ANALYSIS The Trade Desk brings together onsite with offsite advertising, working with Koddi and Gopuff

14 Oct 2025

Advertisers will soon be able to programmatically buy sponsored product ads on delivery app Gopuff through The Trade Desk, thanks to its integration with Koddi.

This new deal between The Trade Desk and commerce AdTech company Koddi means that sponsored product inventory from Gopuff, the food delivery app operating in more than 500 US cities, suburbs and towns, will now be available on The Trade Desk platform.

This is the first time The Trade Desk is selling this kind of retail media ad inventory directly through its platform. Matthew Fantazier, VP of retail data partnerships at The Trade Desk, said: “Retail media represents one of the fastest-growing areas of digital advertising, but access to onsite advertising placements has been limited and fragmented. By working with Koddi, advertisers can now run full-funnel campaigns on The Trade Desk platform, breaking down silos for retailers and advertisers and unlocking new opportunities for performance and measurement.”

What are The Trade Desk trying to do? According to Fantazier, their goal is “to make it as easy and intuitive as possible for media buyers to connect with Gopuff’s unique audience”. He also mentioned on social media that The Trade Desk sees this partnership with Koddi as a critical step in addressing the adoption challenges of retail media.

Why is this interesting?

Previously, The Trade Desk had only sold offsite placements that used retail data to target ads across the open web. This consolidation of onsite and offsite inventory under The Trade Desk is the first of its kind.

Having onsite and offsite inventory accessed through different consoles and with different technologies is a real challenge for brands and agencies. They have to learn different interfaces and integrate various advertising offerings into a cohesive plan.

Media buyers and brand advertisers who aren’t involved in retail media daily may not know who the retailers are or who their audiences are.

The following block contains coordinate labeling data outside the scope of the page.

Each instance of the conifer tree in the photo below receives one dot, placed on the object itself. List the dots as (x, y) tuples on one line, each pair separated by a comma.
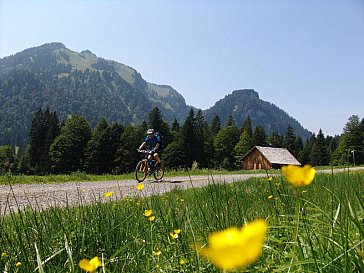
[(247, 126), (67, 150), (189, 138), (319, 155), (259, 137), (215, 125), (44, 129), (289, 140)]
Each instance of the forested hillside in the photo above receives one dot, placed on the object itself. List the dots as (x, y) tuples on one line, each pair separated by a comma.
[(72, 83), (242, 104), (74, 145), (76, 83)]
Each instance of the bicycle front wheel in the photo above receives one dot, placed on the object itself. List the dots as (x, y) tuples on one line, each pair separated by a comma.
[(159, 172), (141, 171)]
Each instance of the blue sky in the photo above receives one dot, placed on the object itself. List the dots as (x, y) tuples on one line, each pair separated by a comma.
[(306, 57)]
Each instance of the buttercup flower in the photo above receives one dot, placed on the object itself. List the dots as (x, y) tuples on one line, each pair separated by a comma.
[(108, 194), (183, 261), (299, 176), (140, 186), (175, 233), (157, 252), (148, 212), (90, 265), (234, 247)]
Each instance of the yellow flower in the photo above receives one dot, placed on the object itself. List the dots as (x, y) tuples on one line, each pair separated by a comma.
[(173, 235), (108, 194), (148, 212), (140, 186), (235, 247), (157, 252), (299, 176), (90, 266)]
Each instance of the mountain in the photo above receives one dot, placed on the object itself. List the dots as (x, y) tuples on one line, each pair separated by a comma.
[(70, 82), (243, 103)]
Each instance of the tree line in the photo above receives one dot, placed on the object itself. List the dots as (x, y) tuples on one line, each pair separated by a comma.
[(73, 145)]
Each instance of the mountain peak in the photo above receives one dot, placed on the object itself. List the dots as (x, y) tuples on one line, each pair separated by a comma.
[(248, 93)]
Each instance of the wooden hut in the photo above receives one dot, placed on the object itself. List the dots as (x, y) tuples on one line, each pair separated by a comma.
[(267, 158)]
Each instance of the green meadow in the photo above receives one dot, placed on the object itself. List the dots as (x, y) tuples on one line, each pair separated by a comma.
[(317, 228)]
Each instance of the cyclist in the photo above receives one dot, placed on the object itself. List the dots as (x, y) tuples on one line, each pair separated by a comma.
[(154, 142)]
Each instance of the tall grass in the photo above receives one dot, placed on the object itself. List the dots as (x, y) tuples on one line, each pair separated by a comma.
[(315, 229)]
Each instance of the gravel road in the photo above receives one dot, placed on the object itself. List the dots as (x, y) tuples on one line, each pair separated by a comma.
[(42, 196)]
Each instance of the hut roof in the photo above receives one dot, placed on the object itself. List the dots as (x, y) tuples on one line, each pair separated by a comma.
[(275, 155)]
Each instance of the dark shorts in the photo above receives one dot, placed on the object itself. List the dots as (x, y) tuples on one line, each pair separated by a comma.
[(156, 151)]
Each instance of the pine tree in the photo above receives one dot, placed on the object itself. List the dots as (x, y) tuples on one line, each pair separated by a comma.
[(189, 138), (44, 129), (127, 156), (259, 137), (101, 149), (247, 126), (215, 125), (319, 154), (351, 144), (67, 150), (244, 145), (289, 140)]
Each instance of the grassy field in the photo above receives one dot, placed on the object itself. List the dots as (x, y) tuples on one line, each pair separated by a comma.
[(81, 176), (317, 228)]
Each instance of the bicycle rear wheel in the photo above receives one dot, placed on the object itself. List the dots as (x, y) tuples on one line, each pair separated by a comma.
[(141, 171), (159, 172)]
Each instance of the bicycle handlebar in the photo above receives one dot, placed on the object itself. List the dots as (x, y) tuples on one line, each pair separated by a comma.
[(144, 151)]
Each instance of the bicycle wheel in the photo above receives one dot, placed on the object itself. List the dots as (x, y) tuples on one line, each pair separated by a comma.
[(141, 171), (159, 172)]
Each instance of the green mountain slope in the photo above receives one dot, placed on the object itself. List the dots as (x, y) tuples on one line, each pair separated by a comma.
[(243, 103), (77, 83)]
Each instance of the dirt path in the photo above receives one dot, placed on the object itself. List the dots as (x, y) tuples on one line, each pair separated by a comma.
[(43, 196)]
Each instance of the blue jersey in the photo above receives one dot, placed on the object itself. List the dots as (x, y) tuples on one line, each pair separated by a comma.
[(153, 141)]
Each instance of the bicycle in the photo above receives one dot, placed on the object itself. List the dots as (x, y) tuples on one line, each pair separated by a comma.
[(147, 167)]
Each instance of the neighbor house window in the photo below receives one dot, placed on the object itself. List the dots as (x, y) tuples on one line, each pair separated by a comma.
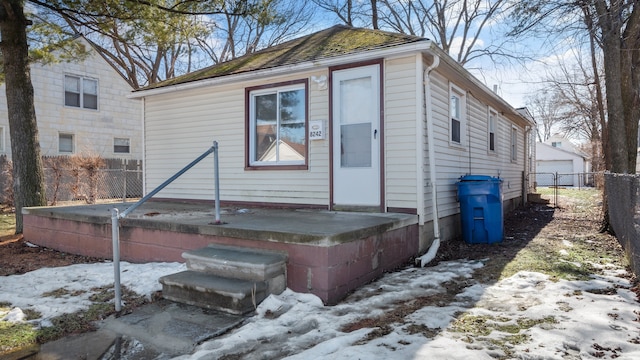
[(65, 143), (514, 144), (277, 125), (121, 145), (492, 128), (80, 92), (456, 113)]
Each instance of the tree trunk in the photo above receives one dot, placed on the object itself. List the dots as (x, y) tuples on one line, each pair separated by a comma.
[(630, 85), (610, 24), (28, 175)]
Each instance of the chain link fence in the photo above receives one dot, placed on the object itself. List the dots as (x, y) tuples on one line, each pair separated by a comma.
[(566, 180), (114, 179)]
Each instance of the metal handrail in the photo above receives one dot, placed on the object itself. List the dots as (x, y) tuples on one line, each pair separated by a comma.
[(116, 215)]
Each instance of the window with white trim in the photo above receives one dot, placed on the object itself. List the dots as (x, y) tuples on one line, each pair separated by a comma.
[(65, 143), (80, 92), (456, 115), (492, 128), (1, 139), (514, 144), (121, 145), (277, 125)]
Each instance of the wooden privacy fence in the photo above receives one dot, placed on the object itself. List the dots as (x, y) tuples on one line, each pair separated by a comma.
[(623, 199)]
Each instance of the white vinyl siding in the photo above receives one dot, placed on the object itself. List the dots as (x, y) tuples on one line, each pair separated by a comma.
[(66, 143), (94, 130), (218, 114), (400, 101), (492, 130), (514, 144), (472, 157), (122, 145)]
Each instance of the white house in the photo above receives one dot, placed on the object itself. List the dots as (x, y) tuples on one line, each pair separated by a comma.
[(396, 122), (559, 156), (81, 106)]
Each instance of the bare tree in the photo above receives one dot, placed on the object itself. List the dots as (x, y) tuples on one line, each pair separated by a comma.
[(614, 26), (546, 110), (28, 174), (274, 22)]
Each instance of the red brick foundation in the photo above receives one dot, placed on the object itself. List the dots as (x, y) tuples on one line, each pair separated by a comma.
[(328, 271)]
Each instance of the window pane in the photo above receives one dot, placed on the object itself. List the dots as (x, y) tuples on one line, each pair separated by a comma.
[(89, 86), (72, 91), (121, 145), (292, 126), (90, 101), (71, 99), (356, 91), (72, 84), (355, 145), (65, 143), (266, 123), (455, 130), (455, 107)]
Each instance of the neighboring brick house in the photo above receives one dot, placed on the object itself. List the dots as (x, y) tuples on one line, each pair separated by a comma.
[(81, 107)]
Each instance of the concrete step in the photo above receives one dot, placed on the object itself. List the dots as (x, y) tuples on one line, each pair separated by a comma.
[(214, 292), (240, 263)]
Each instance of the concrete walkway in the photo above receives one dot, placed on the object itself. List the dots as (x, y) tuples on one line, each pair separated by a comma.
[(160, 330)]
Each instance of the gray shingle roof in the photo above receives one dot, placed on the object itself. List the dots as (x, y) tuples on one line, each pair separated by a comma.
[(334, 41)]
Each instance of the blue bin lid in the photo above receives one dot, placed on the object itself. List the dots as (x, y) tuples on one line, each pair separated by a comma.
[(477, 178)]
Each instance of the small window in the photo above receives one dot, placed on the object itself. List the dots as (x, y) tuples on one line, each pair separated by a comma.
[(65, 143), (121, 145), (492, 128), (277, 125), (80, 92), (456, 113), (514, 144)]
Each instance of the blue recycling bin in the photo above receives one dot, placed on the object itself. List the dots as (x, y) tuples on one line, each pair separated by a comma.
[(481, 211)]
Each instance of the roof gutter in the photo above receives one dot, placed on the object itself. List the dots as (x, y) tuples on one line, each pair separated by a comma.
[(389, 52), (435, 245)]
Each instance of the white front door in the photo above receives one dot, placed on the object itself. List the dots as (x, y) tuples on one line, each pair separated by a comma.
[(356, 136)]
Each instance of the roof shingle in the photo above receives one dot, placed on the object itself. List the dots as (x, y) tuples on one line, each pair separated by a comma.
[(334, 41)]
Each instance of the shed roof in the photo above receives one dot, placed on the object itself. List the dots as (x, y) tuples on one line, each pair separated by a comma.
[(334, 41)]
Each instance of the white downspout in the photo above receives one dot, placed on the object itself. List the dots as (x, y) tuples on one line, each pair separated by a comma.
[(435, 245), (420, 108)]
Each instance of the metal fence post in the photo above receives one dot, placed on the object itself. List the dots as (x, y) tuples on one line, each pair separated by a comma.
[(115, 238)]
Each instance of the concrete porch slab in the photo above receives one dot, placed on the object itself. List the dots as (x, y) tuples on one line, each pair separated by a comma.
[(329, 253)]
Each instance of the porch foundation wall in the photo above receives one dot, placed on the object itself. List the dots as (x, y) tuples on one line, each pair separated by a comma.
[(327, 271)]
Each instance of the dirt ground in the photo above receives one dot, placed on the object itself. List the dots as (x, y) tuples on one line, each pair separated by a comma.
[(18, 257), (532, 225)]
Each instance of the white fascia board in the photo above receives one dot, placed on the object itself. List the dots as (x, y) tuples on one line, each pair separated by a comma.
[(390, 52)]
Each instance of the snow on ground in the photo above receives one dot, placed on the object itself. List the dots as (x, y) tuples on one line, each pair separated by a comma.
[(552, 320), (584, 319)]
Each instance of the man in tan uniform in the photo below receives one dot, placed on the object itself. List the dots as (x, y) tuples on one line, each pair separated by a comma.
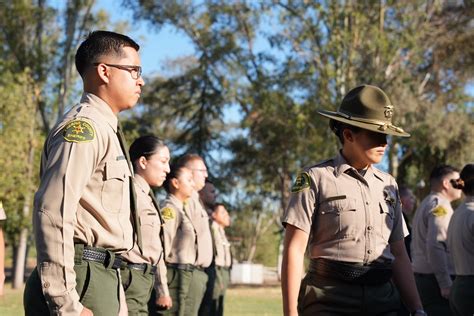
[(222, 258), (461, 245), (200, 221), (347, 214), (82, 207), (432, 262)]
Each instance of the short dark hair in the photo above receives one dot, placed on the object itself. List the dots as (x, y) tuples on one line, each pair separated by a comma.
[(144, 146), (185, 159), (403, 190), (338, 127), (216, 205), (98, 44), (438, 173), (467, 177), (175, 172)]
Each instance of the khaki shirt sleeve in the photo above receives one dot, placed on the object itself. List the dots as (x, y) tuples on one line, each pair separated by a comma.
[(436, 246), (65, 174), (161, 280), (301, 206), (399, 229)]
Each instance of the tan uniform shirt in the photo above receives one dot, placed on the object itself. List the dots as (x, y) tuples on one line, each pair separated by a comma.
[(223, 257), (180, 236), (349, 218), (429, 249), (461, 238), (3, 216), (83, 197), (150, 225), (200, 220)]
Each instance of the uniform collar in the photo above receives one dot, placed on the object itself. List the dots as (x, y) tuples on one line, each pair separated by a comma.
[(142, 184), (342, 166), (469, 198), (102, 107), (176, 201)]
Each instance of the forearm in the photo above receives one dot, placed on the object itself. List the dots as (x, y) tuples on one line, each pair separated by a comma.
[(292, 268), (291, 273), (161, 280)]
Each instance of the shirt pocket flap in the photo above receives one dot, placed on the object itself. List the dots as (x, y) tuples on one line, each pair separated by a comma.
[(116, 170), (385, 209), (337, 204)]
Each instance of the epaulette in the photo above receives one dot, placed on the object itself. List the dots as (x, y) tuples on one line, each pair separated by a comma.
[(318, 164)]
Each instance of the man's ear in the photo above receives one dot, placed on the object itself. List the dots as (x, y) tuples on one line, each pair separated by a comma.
[(175, 183), (347, 135), (142, 162), (103, 72)]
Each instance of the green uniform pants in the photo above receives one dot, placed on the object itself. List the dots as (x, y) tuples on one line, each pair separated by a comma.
[(328, 297), (197, 289), (97, 286), (137, 285), (220, 287), (433, 303), (461, 298), (179, 281)]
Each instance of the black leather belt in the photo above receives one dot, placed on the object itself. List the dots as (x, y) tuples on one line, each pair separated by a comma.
[(181, 266), (372, 274), (101, 256), (142, 267)]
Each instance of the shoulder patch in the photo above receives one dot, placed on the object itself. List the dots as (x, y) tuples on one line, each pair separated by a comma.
[(439, 211), (78, 131), (302, 182), (167, 213)]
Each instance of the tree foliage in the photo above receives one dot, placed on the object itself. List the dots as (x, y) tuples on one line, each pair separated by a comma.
[(279, 62)]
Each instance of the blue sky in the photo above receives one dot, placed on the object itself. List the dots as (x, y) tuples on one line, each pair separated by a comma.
[(156, 46)]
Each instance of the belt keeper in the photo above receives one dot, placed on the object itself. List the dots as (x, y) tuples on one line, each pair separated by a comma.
[(78, 253), (111, 257)]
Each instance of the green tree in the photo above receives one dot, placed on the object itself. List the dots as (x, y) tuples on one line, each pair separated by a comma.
[(279, 62)]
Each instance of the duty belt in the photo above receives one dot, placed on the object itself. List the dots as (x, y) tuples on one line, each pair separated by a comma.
[(371, 274), (102, 256), (181, 266), (142, 267)]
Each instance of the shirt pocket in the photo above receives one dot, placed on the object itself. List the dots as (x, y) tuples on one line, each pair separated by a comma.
[(386, 220), (149, 223), (115, 186), (337, 216)]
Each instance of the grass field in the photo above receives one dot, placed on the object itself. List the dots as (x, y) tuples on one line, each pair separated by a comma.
[(240, 301)]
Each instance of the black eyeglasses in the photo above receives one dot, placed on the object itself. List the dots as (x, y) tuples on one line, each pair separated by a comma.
[(135, 71)]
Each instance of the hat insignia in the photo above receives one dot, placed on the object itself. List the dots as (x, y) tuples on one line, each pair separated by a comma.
[(388, 112)]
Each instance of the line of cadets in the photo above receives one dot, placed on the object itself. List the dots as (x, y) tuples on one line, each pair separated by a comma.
[(183, 236)]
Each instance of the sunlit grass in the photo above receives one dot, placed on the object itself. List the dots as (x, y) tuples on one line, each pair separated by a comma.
[(262, 301)]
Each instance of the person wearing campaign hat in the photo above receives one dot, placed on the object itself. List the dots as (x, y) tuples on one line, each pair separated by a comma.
[(348, 214)]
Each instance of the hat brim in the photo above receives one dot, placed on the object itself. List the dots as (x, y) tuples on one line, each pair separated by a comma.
[(368, 126)]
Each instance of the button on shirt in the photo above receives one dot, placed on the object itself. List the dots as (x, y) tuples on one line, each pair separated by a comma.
[(461, 237), (3, 216), (349, 217), (429, 249), (223, 257), (83, 197), (150, 225)]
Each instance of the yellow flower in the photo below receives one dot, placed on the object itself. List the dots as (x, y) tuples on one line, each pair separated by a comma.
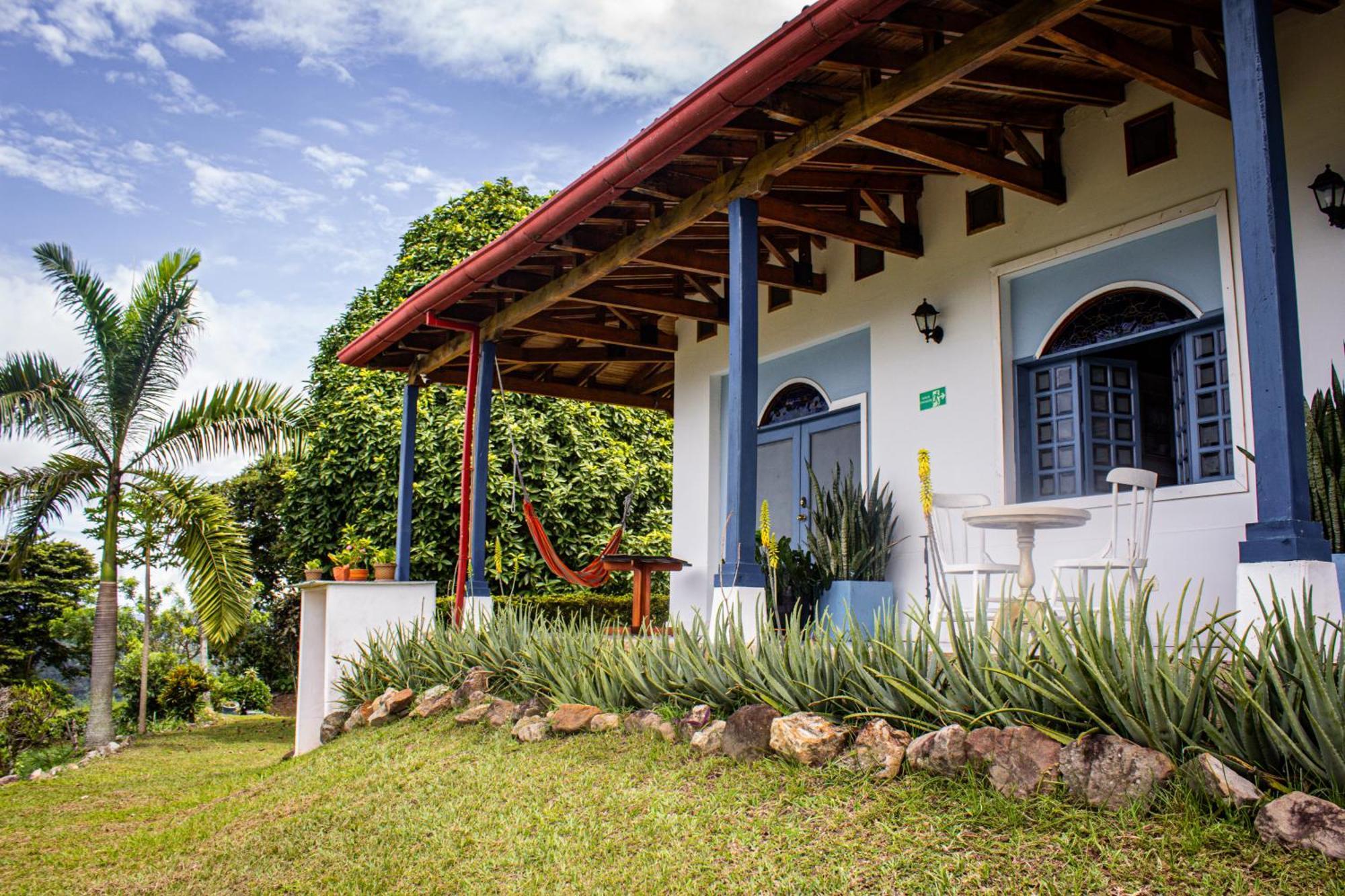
[(926, 489)]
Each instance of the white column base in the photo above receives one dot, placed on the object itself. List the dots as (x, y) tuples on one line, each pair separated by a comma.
[(1289, 577), (336, 616), (747, 606)]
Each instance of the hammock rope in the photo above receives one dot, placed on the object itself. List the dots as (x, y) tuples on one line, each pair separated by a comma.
[(591, 576)]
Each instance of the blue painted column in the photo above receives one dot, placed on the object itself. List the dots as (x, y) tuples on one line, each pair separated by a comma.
[(478, 584), (407, 477), (740, 568), (1285, 529)]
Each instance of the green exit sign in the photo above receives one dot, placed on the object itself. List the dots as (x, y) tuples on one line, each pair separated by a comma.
[(934, 399)]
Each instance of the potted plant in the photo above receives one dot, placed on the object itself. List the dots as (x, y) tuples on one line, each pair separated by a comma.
[(851, 537), (385, 564)]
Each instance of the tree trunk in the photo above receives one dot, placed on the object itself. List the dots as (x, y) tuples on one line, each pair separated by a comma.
[(104, 661), (145, 645)]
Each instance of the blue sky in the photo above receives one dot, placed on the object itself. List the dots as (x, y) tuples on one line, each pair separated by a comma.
[(293, 140)]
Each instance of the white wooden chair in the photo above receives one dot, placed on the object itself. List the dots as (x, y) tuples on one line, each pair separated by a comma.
[(962, 552), (1128, 555)]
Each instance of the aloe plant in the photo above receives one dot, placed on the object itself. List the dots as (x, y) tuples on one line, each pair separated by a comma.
[(851, 534)]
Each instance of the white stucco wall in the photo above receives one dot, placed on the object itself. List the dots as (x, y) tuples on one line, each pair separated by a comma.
[(1196, 533)]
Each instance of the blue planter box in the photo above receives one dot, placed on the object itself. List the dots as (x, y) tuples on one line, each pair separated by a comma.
[(861, 600)]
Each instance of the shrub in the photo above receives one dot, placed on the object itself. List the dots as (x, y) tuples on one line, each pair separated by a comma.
[(182, 690), (248, 690)]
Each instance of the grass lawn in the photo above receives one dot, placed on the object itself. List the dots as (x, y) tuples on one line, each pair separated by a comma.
[(422, 806)]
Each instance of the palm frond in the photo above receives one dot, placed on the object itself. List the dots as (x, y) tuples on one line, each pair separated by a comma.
[(32, 497), (38, 397), (213, 549), (248, 416)]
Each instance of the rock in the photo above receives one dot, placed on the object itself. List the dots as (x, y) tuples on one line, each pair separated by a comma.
[(642, 720), (1110, 771), (1300, 821), (473, 715), (501, 713), (475, 685), (532, 728), (939, 752), (695, 721), (391, 705), (571, 719), (747, 736), (878, 748), (334, 725), (1208, 775), (606, 721), (808, 737), (432, 704), (1024, 762), (709, 740)]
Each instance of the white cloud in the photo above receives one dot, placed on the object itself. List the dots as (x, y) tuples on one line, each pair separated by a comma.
[(243, 194), (603, 49), (272, 138), (190, 44), (342, 167)]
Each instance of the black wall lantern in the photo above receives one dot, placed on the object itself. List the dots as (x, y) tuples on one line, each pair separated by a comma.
[(927, 321), (1330, 190)]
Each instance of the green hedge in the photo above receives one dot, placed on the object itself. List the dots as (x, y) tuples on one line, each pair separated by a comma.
[(579, 606)]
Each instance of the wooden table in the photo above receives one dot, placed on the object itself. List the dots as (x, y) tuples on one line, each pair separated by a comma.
[(1027, 520), (642, 569)]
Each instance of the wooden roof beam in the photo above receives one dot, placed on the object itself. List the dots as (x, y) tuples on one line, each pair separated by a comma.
[(930, 75)]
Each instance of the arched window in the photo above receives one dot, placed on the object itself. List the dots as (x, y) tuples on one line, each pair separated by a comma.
[(1116, 315), (794, 401), (1129, 378)]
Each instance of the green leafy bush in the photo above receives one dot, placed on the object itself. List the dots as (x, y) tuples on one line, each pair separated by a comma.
[(182, 690), (248, 690)]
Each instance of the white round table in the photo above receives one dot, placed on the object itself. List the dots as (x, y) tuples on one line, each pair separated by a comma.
[(1027, 520)]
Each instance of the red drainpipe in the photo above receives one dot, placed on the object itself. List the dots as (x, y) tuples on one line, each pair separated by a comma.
[(465, 538)]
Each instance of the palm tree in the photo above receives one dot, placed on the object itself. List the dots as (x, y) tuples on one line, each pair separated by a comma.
[(115, 430)]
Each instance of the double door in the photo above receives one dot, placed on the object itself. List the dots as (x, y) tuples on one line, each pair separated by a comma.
[(787, 451)]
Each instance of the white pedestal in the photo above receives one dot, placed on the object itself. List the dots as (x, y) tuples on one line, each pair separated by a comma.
[(336, 615), (1291, 577), (744, 604)]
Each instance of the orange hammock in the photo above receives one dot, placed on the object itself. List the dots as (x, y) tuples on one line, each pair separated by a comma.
[(592, 576)]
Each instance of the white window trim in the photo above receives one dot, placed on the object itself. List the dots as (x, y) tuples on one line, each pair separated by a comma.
[(1210, 206)]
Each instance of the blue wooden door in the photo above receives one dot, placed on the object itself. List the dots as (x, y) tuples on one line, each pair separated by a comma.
[(785, 452)]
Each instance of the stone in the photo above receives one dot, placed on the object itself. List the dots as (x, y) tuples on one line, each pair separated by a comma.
[(695, 721), (709, 740), (475, 685), (501, 713), (879, 748), (1024, 762), (1206, 774), (1112, 772), (747, 736), (1301, 821), (606, 721), (571, 719), (641, 721), (808, 737), (532, 729), (939, 752), (473, 715), (334, 725)]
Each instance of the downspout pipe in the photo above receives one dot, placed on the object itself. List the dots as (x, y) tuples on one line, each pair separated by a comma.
[(465, 536)]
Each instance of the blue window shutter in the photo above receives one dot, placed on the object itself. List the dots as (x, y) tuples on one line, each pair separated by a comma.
[(1202, 404)]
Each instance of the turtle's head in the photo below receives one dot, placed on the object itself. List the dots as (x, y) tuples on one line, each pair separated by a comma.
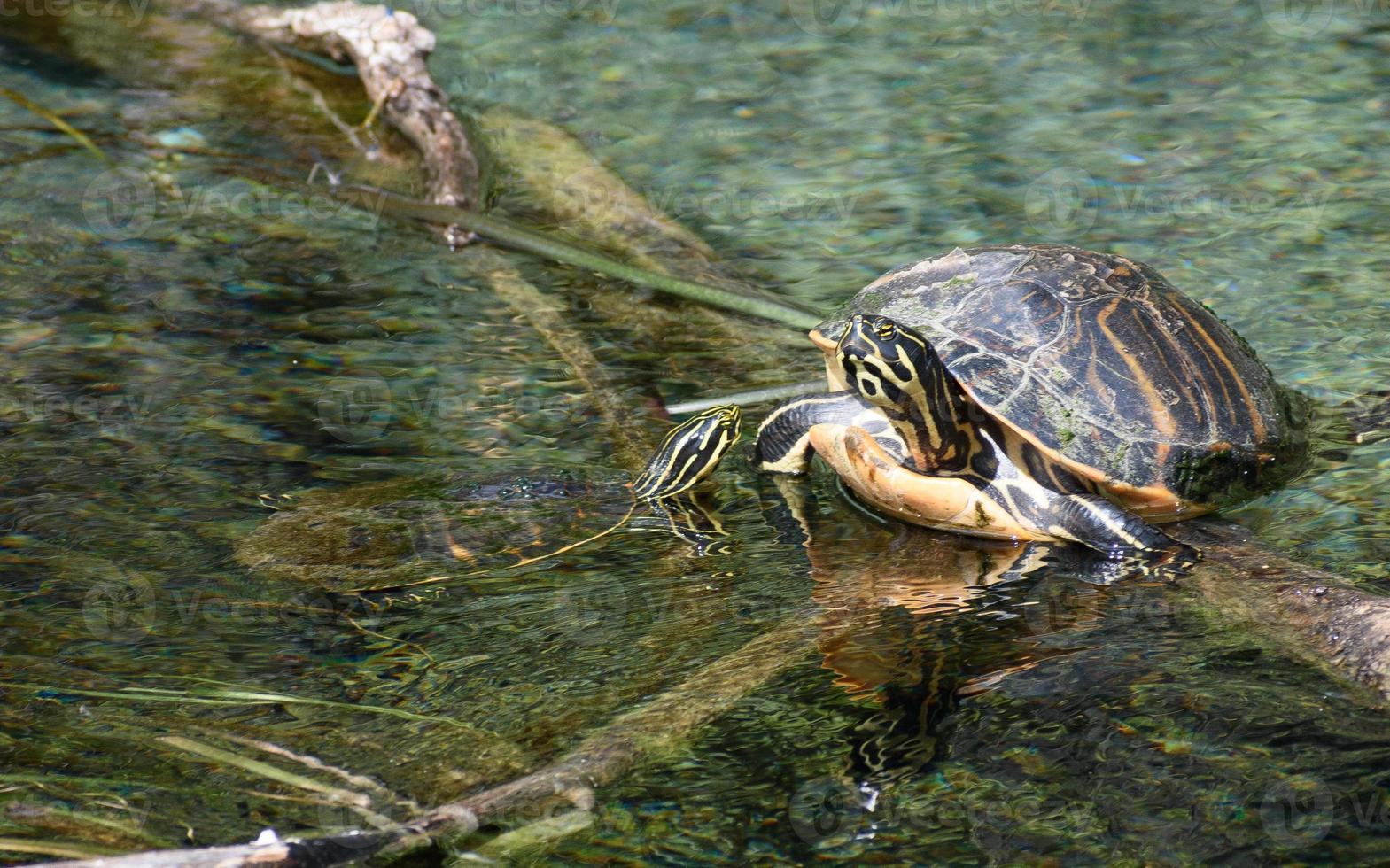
[(883, 360), (690, 453)]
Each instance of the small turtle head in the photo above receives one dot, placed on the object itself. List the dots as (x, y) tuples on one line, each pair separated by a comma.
[(690, 453), (883, 360)]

They are buying from a brief, and like any normal human being, they tend to buy things they know. Indeed, in many cases, they are incentivized to allocate spending to their agency’s existing media channel relationships, not new ones.

From a neutral observer’s stance, it is also interesting to see The Trade Desk ink this deal, as they have been quite specific in talking about the disadvantages of walled gardens.

The Analyst’s perspective: realising the full commerce media opportunity

Conor McKenna of Luma Partners had an interesting take on the announcement: “We’re finally seeing a deeper merger of Commerce Media and Programmatic as The Trade Desk begins to buy on-site Retail Media on Gopuff with Koddi. This is a trend we’ve been expecting for some time as the natural next step for Commerce Media and programmatic.”

McKenna continued: As the traditional ‘Open web’ comes under pressure, it’s only natural that the programmatic ecosystem will move more aggressively into the growing set of new supply coming from the ‘Everything is an Ad Network’ trend. The permissions structures for who can build an ad business have completely changed, and it’s time that the programmatic ecosystem starts getting involved with on-site, not just the off-site audiences.”

Ultimately, McKenna believes these sorts of distribution deals will deepen relationships, setting up a better opportunity to connect on-site and off-site, all of which will realise the full Commerce Media opportunity.

What do Koddi and Gopuff say about the deal?

Nicholas Ward, president and co-founder of Koddi, says that the integration “significantly boosts demand for our retail partners while simplifying fragmented buying experiences”.

Michael Peroutka, Head of Gopuff Ads, believes that the partnership is a momentous step forward in bringing this vision to life’ by giving brands the ability to ‘plan, implement, and optimize their media investments in unison.”

My take 

When brand advertisers or agencies complain about the number of retail media networks (RMNs) or talk about how difficult it is to compare apples to apples, what they really mean is that the tools and channels they use already do this, so why can’t retail media?

Wider distribution is key to the success of any business, and retail media is no different. But there is a tension because RMNs want to control their own destiny—and they own inventory and pricing—rather than let someone else dictate this.

This tension between better distribution and control will be resolved by one simple question: Do the retailers want growth? Making things hard to buy would hinder growth in any industry, but it is really holding back retail media. Bespoke media platforms are not optimised for scale or growth.

RMNs must have their ad inventory appear on a media plan to access brand budgets. That’s where the largest budgets are, and that is how brand advertisers buy their media—through their partner media agencies.

Whether RMNs choose The Trade Desk or some other form of distribution is secondary to the decision to be where the brand budgets are. This deal between The Trade Desk, Koddi, and Gopuff is one of many of these types of deals that we will see in the next few years.